Downtown needs to recognize it can't be Newbury Street. It's downmarket and midmarket, and that's a fine place to be.
 
When the major landlords are Ron Druker, the Levin Family Trust, and others in a similar vein, do you really think rents will be reduced to attract tenants?

The whole area has fallen victim to unrealistic development speculation ever since Tremont on the Common went up.
 
I don't see City Hall as a significant obstacle here. It's the landlords with vacant property that need to take the initiative. Perhaps a BID or a Main Streets-like organization can help.
 
Ron, Menino and the BRA have been flat out against a BID in Downtown Crossing for almost two decades.
 
And look where that has gotten us!

A powerless neighborhood association whom wishes to improve the area, but isn't allowed to do so.
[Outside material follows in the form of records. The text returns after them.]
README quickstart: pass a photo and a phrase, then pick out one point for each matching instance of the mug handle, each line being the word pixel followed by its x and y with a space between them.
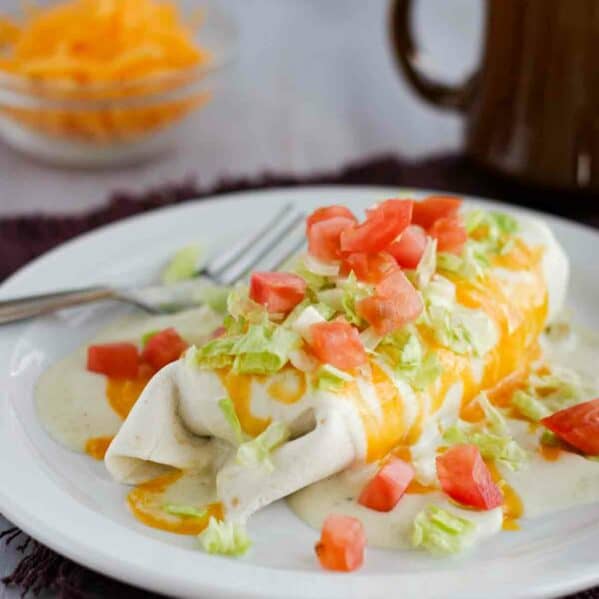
pixel 408 57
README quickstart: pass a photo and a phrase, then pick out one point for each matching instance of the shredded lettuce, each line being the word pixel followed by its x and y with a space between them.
pixel 491 437
pixel 228 409
pixel 303 322
pixel 353 292
pixel 440 532
pixel 529 406
pixel 440 292
pixel 264 351
pixel 216 354
pixel 405 354
pixel 551 392
pixel 495 420
pixel 183 265
pixel 496 226
pixel 186 511
pixel 240 305
pixel 256 452
pixel 329 378
pixel 501 448
pixel 370 339
pixel 333 298
pixel 550 439
pixel 462 330
pixel 427 266
pixel 225 538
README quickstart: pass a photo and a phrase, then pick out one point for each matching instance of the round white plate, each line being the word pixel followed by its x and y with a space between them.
pixel 69 503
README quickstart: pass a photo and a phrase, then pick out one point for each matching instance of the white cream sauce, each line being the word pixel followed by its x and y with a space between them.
pixel 543 486
pixel 71 401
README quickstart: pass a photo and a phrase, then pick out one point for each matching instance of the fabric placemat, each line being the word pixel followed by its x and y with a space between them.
pixel 22 238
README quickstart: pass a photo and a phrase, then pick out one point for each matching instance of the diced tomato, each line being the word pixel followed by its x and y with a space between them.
pixel 464 476
pixel 324 237
pixel 280 292
pixel 341 545
pixel 408 249
pixel 337 343
pixel 433 208
pixel 394 304
pixel 578 426
pixel 450 234
pixel 164 347
pixel 369 268
pixel 387 486
pixel 381 227
pixel 327 212
pixel 118 360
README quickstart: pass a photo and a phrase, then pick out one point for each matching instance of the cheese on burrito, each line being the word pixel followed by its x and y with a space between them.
pixel 261 407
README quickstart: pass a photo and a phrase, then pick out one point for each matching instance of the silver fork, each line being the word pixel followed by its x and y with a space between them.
pixel 270 247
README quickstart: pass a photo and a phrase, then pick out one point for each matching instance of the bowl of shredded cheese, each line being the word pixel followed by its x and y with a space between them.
pixel 102 82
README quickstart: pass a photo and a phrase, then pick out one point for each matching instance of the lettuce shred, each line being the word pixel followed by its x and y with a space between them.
pixel 225 538
pixel 441 532
pixel 228 409
pixel 257 451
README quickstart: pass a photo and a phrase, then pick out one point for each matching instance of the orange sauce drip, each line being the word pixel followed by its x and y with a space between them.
pixel 123 393
pixel 239 388
pixel 146 503
pixel 287 386
pixel 512 504
pixel 96 447
pixel 550 453
pixel 385 429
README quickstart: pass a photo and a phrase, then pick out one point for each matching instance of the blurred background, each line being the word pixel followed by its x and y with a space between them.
pixel 312 86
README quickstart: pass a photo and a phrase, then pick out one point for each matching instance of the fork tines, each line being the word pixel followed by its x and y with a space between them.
pixel 269 248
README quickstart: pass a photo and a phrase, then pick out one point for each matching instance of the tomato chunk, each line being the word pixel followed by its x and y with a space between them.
pixel 388 485
pixel 341 545
pixel 577 425
pixel 327 212
pixel 118 360
pixel 433 208
pixel 337 343
pixel 450 234
pixel 280 292
pixel 324 237
pixel 164 347
pixel 369 268
pixel 394 304
pixel 464 476
pixel 408 249
pixel 381 227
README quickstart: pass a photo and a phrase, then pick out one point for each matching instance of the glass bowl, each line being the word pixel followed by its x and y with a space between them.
pixel 100 125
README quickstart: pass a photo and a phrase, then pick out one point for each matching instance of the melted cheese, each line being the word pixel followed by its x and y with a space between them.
pixel 123 393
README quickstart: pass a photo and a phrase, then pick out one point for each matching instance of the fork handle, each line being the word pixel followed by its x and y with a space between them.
pixel 34 305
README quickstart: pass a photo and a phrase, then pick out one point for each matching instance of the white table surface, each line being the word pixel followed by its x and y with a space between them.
pixel 314 88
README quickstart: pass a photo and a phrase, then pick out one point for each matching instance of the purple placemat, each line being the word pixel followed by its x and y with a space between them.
pixel 23 238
A clueless Redevelopment Authority which hasn't been capable of crafting a coherent, intelligent, and funded master plan in 30 years for Downtown Crossing.

A power hungry Mayor and City Government which won't acknowledge they can't fix a problem and refuses to cede power to those whom can.

Allowing neighborhood groups to levy special taxes on members to fund programs and projects co-opts ineffective city government. How dare the little people try to do a job their official elected representatives have failed to, what are they trying to do, make the city government look incompetent? Maybe the unwashed masses will notice the money funding the local groups is better managed and spent than by those taxes paid to the city. Maybe that leadership will eventually run for public office with broad public support and remove the ineffective louts, now wouldn't that be a shame?

BIDs helped sidestep entrenched political hacks in New York City, there's no way in hell the pension pirates here are going to let some community and business groups usurp them. That ball is never going to be allowed to start rolling, too many legacy jobs at stake for the political class.
 
Main Streets organizations have done a good job where they have been tried elsewhere (e.g. Fields Corner, Roslindale, or for that matter Union Square in Somerville). Time to bring the concept downtown.
 
Seems like, no matter where a thread starts out, it ends up as a discussion of Downtown Crossing's woes.
 
Well it is the place where people meet, the heart of Boston, literally Downtown Crossing, the center of the hub, where all the problems with the city manifest themselves in one way or another.